Quantification Of Temporal Fractions Of The Human Exposome Using Differential Stable Isotope Coding Technique Coupled With High Resolution Mass Spectrometry

Parinya PANUWET, International Agency for Resaerch on Cancer, France

1 Biomarkers Group, Nutrition and Metabolism Section, International Agency for Research on Cancer, Lyon, France
2 Department of Chemistry, University of Alberta, Edmonton, Alberta, Canada

The exposome conceptually represents the totality of individual’ environmental exposures and how these exposures relate to biological responses leading to disease development. An individual’s exposome is highly variable and dynamic throughout the lifetime; thus its measurement is challenging. Luckily, owing to advanced technologies available to date, the ability to accurately measure different (temporal) fractions of the human exposome has begun to develop. Here, we describe a metabolomic approach developed for the semi-quantification of fractions of the exposome containing a large suite of biomarkers of exposure to dietary and environmental chemicals such as phenols, polyclyclic aromatic hydrocarbons, pesticides, parabens, and phthalates. We employed differential stable isotope coding technique, based on the use of 13C/12C-dansyl chloride and 13C/12C p-dimethylaminophenacyl reagents, to permit compounds containing phenol and amine, or carboxylic acid groups to be uniformly detected using ultra-high resolution mass spectrometry (Hybrid Quadrupole Orbitrap Mass Spectrometer and Quadrupole Time-of-Flight Mass Spectrometer). This approach combines a highly sensitive broad scan detection of hundreds of compounds with the reliable estimation of their presence in biospecimens.

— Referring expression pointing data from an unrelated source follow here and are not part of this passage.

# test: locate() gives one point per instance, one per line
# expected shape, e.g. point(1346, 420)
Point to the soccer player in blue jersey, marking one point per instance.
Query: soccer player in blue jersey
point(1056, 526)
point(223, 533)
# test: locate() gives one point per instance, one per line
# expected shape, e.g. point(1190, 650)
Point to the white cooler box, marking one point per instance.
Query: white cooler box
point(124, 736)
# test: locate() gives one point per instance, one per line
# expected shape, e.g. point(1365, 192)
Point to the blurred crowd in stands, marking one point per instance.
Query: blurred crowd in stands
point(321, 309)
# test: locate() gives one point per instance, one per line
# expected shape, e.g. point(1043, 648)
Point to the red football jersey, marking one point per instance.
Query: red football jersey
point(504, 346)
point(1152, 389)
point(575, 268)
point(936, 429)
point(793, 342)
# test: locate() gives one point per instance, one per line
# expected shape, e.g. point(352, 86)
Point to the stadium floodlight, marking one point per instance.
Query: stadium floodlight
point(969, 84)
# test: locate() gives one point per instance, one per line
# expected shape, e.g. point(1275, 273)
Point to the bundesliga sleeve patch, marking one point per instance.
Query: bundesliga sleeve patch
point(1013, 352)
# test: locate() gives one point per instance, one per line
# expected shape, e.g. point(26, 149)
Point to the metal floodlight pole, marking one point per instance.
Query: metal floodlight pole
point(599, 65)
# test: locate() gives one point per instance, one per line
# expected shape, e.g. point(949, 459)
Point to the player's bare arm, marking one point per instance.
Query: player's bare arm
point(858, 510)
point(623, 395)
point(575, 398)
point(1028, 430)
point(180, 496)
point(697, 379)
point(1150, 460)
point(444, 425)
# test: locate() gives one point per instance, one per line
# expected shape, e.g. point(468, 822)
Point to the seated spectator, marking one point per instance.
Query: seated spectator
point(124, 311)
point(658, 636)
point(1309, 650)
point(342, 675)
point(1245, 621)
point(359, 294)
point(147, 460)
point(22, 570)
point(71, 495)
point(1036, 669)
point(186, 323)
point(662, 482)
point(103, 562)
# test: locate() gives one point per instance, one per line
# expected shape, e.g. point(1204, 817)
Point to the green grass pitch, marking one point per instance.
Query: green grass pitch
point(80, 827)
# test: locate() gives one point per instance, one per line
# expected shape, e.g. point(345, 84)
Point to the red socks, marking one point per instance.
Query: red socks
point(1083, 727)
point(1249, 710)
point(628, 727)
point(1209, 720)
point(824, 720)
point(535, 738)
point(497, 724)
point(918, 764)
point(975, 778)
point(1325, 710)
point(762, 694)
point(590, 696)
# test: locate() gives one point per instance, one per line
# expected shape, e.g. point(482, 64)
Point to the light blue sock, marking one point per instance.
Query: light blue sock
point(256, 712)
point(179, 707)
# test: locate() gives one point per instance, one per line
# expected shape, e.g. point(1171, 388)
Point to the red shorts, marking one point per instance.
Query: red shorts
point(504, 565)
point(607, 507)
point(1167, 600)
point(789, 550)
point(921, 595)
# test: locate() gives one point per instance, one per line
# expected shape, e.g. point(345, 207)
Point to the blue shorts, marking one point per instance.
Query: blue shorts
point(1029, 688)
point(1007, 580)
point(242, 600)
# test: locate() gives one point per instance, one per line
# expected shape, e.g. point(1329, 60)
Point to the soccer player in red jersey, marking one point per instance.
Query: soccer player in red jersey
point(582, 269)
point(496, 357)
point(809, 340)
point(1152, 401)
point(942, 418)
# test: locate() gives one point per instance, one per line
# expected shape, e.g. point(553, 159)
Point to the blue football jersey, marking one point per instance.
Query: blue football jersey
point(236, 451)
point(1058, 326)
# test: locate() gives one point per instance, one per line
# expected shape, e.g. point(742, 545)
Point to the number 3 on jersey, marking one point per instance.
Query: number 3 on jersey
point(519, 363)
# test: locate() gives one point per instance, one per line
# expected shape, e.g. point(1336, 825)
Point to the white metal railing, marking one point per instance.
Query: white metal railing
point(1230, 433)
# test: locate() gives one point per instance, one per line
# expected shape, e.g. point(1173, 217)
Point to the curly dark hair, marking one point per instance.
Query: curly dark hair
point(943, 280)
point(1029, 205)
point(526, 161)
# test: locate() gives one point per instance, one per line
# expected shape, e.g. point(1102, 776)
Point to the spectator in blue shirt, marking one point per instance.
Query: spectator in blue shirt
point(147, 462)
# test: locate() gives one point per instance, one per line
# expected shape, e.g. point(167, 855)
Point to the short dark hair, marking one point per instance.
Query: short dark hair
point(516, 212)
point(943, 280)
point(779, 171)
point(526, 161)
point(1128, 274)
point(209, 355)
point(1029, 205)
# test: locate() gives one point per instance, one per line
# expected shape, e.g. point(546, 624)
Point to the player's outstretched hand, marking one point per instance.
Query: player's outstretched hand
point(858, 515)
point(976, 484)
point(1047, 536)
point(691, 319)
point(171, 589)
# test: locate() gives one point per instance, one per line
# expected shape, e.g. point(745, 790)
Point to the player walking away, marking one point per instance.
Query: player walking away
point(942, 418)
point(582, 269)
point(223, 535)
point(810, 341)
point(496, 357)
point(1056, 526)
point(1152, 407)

In addition, stable isotope coding significantly reduces intrinsic matrix effects, and generally improves sensitivity of the measurements. Exploratory analysis of pooled urine samples revealed detection of 3,5,6-trichloro-2-pyridinol (a metabolite of chlorpyrifos and chlorpyrifos-methyl), bisphenol a, naphthols, and dietary phenols commonly found in trace amounts in urine of different populations. This could, therefore, warrant further use of this approach in large prospective epidemiological studies linking human exposures to cancer risk.